Les fortes lourdes de la Santé (à la bonne vôtre !) s’entrouvrent sur ma personne. Je déboule mon ausweiss au préposé et j’ai droit à une entrée gratuite pour la manufacture des portes et serrures. Un gardien-chef qui méprise son foie, si j’en juge à la coloration de son tarin, me conduit dans le quartier des condamnés à mort.
L’endroit est assez déprimant lorsque l’on songe à ce qui attend les locataires du coinceteau. Mon guide aborde un de ses collègues et l’affranchit sur mon identité. L’autre cligne de l’œil.
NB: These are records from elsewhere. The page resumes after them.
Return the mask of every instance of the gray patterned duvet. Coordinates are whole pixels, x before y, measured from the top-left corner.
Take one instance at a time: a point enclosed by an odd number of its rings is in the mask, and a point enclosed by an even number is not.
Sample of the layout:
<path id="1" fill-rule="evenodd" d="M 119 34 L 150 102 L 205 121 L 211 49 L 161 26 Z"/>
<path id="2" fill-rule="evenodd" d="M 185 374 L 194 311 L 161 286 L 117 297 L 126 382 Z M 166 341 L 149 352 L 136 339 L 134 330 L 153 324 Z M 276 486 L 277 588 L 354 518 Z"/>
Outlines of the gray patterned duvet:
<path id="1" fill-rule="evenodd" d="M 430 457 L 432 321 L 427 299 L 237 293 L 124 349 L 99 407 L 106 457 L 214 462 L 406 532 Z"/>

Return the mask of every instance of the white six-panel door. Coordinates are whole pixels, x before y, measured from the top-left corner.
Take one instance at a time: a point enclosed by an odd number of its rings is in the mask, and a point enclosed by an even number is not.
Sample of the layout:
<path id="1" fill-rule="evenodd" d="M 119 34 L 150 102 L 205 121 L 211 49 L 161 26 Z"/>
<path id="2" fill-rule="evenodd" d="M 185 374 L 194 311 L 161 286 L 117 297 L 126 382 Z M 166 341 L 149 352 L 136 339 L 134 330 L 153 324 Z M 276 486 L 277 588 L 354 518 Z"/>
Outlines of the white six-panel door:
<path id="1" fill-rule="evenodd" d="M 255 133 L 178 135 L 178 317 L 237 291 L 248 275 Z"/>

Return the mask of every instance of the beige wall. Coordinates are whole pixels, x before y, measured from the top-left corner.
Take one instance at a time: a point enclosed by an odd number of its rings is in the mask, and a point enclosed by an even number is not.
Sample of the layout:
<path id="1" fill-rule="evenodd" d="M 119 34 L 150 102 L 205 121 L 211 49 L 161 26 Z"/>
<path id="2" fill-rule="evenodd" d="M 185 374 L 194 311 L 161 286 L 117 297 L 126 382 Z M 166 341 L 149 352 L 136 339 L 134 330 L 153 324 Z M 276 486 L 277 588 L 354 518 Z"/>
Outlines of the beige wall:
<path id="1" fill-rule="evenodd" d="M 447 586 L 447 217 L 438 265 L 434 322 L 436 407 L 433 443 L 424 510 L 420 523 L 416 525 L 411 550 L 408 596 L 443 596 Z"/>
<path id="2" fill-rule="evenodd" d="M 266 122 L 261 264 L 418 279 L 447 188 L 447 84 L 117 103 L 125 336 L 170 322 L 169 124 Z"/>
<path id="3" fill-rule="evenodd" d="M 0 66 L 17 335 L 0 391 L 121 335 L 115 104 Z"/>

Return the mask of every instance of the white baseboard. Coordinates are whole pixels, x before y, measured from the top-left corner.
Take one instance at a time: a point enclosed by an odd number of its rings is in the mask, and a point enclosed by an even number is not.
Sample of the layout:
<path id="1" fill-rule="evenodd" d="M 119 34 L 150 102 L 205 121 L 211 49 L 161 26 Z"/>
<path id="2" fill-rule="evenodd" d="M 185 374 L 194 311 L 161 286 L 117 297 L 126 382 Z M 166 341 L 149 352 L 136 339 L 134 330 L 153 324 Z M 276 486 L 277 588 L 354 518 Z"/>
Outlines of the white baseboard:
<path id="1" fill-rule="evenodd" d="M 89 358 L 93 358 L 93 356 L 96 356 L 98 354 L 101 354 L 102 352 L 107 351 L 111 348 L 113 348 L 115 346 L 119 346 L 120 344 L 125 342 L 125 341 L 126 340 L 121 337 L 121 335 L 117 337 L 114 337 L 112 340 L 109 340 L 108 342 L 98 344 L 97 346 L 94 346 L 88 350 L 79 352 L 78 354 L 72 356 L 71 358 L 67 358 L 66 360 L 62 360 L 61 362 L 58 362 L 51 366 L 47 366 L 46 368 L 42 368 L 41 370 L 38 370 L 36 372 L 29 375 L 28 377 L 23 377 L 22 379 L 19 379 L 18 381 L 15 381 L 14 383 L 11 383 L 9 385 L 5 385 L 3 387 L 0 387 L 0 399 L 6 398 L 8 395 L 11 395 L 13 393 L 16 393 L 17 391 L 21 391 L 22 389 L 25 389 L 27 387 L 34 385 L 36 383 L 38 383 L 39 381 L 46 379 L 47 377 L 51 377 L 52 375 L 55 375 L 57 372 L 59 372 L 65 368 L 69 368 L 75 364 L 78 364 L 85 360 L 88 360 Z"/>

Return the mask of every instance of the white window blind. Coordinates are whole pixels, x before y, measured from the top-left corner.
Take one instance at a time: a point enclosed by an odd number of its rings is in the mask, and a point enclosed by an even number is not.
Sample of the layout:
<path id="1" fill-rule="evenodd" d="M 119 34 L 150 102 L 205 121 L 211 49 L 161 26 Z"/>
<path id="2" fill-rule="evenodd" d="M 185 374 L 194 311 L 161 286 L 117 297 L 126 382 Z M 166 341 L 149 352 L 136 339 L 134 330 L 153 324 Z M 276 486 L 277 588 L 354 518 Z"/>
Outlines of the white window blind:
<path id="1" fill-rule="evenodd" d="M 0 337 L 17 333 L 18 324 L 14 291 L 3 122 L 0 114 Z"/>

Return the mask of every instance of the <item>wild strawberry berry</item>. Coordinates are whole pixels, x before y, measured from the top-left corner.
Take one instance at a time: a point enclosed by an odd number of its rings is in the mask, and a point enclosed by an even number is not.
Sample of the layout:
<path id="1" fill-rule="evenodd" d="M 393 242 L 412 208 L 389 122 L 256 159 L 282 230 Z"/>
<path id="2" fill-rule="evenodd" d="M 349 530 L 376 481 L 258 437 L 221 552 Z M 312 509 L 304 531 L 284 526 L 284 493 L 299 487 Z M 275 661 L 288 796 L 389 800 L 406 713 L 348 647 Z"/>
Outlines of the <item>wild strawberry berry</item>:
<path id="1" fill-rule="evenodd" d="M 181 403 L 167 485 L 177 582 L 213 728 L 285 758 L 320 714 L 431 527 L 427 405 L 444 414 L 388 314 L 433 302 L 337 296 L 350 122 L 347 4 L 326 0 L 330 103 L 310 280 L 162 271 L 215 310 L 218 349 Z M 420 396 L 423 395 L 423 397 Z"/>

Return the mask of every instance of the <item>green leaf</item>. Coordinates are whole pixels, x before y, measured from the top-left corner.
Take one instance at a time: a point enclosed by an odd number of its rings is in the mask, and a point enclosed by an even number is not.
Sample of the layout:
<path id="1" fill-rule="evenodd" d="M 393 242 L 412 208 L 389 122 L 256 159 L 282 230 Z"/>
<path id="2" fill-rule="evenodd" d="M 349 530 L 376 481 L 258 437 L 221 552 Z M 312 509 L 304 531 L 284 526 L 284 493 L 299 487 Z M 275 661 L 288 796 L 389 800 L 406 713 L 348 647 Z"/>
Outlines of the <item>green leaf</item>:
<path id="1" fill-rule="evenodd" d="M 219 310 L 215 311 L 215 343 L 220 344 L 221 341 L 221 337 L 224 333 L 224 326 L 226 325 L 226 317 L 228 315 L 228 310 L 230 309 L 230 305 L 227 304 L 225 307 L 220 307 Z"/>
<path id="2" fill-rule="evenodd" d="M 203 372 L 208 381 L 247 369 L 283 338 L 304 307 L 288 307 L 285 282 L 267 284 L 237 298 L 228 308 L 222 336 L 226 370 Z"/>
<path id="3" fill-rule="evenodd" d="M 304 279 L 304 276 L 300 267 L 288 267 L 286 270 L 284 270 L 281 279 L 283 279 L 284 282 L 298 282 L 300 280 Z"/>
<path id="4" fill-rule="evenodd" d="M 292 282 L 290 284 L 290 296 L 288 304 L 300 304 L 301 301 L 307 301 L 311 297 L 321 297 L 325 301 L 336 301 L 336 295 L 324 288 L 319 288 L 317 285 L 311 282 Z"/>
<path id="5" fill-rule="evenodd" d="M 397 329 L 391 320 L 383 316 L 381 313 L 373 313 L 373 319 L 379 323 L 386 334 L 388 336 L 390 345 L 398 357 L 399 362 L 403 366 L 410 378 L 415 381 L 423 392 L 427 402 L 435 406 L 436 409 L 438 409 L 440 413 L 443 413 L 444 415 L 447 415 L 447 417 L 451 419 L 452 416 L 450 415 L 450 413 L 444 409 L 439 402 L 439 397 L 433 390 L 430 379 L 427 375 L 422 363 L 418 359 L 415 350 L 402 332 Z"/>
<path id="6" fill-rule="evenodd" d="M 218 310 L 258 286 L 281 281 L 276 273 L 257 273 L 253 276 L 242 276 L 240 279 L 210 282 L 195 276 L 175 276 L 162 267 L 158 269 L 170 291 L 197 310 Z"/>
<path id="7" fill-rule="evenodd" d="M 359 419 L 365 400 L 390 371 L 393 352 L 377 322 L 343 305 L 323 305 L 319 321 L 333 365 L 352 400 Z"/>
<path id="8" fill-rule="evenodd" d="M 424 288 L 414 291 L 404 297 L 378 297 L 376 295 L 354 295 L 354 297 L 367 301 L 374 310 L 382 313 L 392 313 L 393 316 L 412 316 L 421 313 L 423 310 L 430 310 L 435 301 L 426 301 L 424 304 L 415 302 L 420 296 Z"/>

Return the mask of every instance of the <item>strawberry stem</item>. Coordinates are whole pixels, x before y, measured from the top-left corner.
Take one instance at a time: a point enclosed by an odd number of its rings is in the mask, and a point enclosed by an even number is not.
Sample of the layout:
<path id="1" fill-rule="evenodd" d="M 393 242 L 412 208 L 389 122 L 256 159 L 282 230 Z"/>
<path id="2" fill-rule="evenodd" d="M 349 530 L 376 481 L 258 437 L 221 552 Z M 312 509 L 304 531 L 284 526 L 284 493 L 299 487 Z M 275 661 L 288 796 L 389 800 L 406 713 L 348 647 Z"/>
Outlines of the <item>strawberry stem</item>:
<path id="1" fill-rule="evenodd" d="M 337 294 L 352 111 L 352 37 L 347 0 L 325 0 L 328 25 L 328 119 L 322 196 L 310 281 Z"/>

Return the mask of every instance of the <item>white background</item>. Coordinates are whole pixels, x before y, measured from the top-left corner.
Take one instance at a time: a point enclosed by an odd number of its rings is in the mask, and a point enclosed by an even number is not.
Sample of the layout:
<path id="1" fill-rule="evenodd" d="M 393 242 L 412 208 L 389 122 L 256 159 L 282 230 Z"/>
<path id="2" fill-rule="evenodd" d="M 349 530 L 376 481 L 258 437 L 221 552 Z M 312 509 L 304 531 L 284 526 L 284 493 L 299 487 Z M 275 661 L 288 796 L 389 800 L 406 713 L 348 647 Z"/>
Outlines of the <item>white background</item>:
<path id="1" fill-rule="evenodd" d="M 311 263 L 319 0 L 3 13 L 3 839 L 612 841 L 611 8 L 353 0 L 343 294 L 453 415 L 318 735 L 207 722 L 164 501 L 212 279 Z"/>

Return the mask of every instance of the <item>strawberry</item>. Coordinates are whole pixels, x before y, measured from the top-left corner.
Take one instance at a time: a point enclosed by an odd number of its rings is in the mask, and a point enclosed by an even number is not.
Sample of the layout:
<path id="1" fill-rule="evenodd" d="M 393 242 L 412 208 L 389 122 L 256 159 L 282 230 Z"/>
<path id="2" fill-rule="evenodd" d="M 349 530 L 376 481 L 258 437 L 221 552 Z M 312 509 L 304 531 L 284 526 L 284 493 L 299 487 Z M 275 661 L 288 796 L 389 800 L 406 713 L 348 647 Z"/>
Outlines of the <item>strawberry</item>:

— Vous voulez essayer d’obtenir des confidences avant qu’il y aille du cigare, m’sieur le commissaire ?
— Y a de ça !
Il secoue sa bouille de méduse blafarde.
— M’étonnerait que vous y arrachiez une broque. J’ai jamais vu un client aussi silencieux ; lui, c’est la muette sur toute la ligne !
— Que fait-il ?
— Il bouquine, des livres pieux surtout. On dirait qu’il est touché par la foi. C’est souvent que ça arrive à nos pensionnaires. Quand ils réalisent que c’est scié pour eux en bas, ils se tournent vers en haut. Vous pouvez pas savoir ce qu’on Lui envoie comme clients, au Barbu !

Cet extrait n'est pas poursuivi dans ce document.